Harry Caul, la spia spiata
La conversazione trae spunto da opere come Blow Up di Antonioni portando lo spettatore a credere fortemente a una sola e univoca verità, salvo poi scombussolare quella certezza con una svolta che cambia il destino dei personaggi. Harry Caul, da astuto investigatore, finisce col diventare egli stesso una vittima del sistema. Da spia pianificatrice diventa un uomo spiato e debole. La trama del film di Coppola assomiglia molto a quella di tante altre pellicole venute dopo come La migliore offerta. Anche il film del 2010 diretto da Giuseppe Tornatore narrava le peripezie di un uomo sereno e in pace con tutte le sue fobie e maniacalità che però finiva con l’essere assimilato alla massa; il motivo era dovuto all’improvviso amore nei confronti di una donna con la quale condivideva parte delle sue paure.
Il fulcro de La conversazione è proprio la volontà di rimanere incorrotto all’interno di un’alienante società; un unicum non assoggettato al consumismo o al tran tran della quotidianità. Per quanto il personaggio di Hackman ci provi deve alla fine gettare la spugna, accettando il fatto di non essere un esemplare unico e soprattutto intoccabile. La sua follia, che si concretizza pienamente nella scena del sogno, si trasforma in una solitaria ed esaurita prova di rassegnazione. Rassegnazione visibile negli istanti finali della pellicola, quando il protagonista si rende conto di essere stato seguito, fregato e infine anche pedinato.
La schizofrenica ricerca della privacy è il sintomo più puro di un’umanità che oggi è molto più alienata e persa di quella degli anni Settanta. Già allora si capiva come sarebbe andata a finire; che saremmo tutti diventati schiavi di un unico sistema controllore. La scena onirica citata, tra l’altro, si accosta molto alla letteratura di Franz Kafka. Coppola, infatti, crea un personaggio kafkiano come il Gregor Samsa de La metamorfosi o il Joseph K. de Il processo, per descrivere l’impossibilità di frenare quell’inevitabile processo di aggregazione. Con La conversazione, Coppola ritrae la caduta della propria intimità e la perdita di fiducia nel prossimo.

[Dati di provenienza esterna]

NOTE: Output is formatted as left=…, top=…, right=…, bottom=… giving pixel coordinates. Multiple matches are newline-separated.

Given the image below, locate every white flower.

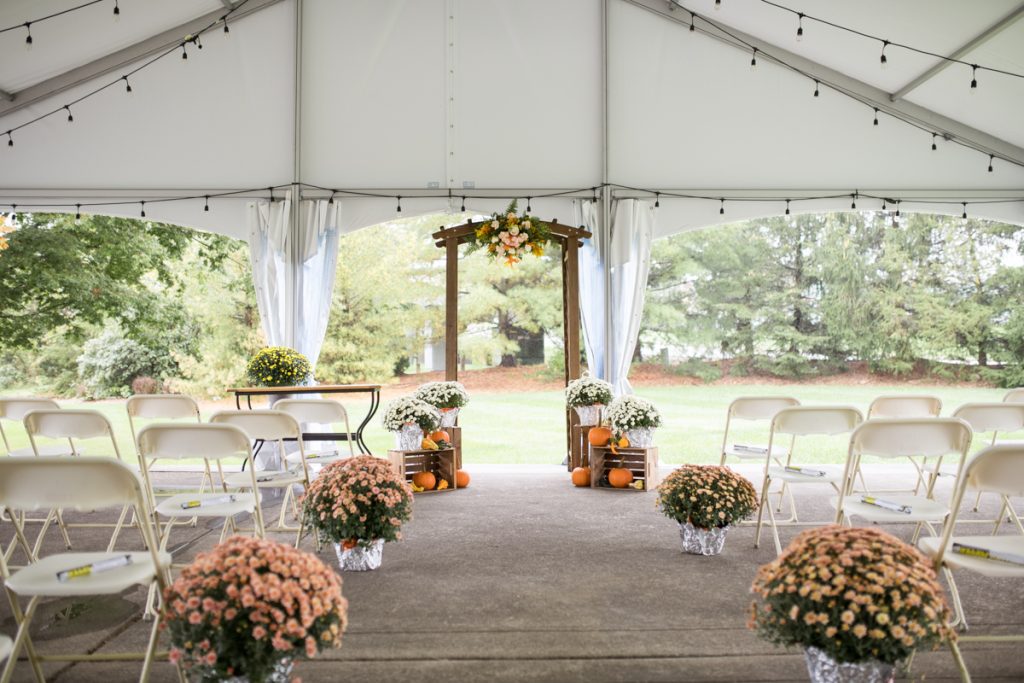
left=382, top=397, right=441, bottom=432
left=525, top=244, right=532, bottom=252
left=491, top=236, right=499, bottom=243
left=523, top=220, right=532, bottom=229
left=565, top=375, right=613, bottom=408
left=606, top=395, right=662, bottom=430
left=491, top=220, right=499, bottom=229
left=509, top=226, right=519, bottom=236
left=414, top=381, right=469, bottom=409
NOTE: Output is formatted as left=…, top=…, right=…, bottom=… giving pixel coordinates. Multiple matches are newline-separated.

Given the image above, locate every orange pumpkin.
left=456, top=470, right=471, bottom=488
left=608, top=467, right=634, bottom=488
left=571, top=467, right=590, bottom=487
left=429, top=429, right=450, bottom=443
left=411, top=471, right=436, bottom=491
left=587, top=426, right=613, bottom=447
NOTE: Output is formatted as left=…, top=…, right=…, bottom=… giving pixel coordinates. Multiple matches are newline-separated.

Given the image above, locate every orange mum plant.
left=748, top=526, right=955, bottom=665
left=657, top=464, right=758, bottom=529
left=162, top=536, right=347, bottom=682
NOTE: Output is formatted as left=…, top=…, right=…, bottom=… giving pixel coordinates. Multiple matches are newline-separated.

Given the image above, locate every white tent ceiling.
left=1, top=0, right=1022, bottom=239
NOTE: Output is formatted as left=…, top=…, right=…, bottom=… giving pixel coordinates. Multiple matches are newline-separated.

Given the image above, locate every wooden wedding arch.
left=432, top=219, right=592, bottom=467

Straordinaria e indimenticabile l’interpretazione di Gene Hackman. Col tempo arriveranno nuovi ruoli, molti dei quali davvero magnifici. Eppure quella dell’investigatore privato resta una delle sue prove più celeberrime. Nel film compare anche Allen Garfield, Cindy Willams, Teri Garr, Robert Duvall e un giovanissimo Harrison Ford, nei panni dell’algido segretario Martin Stett.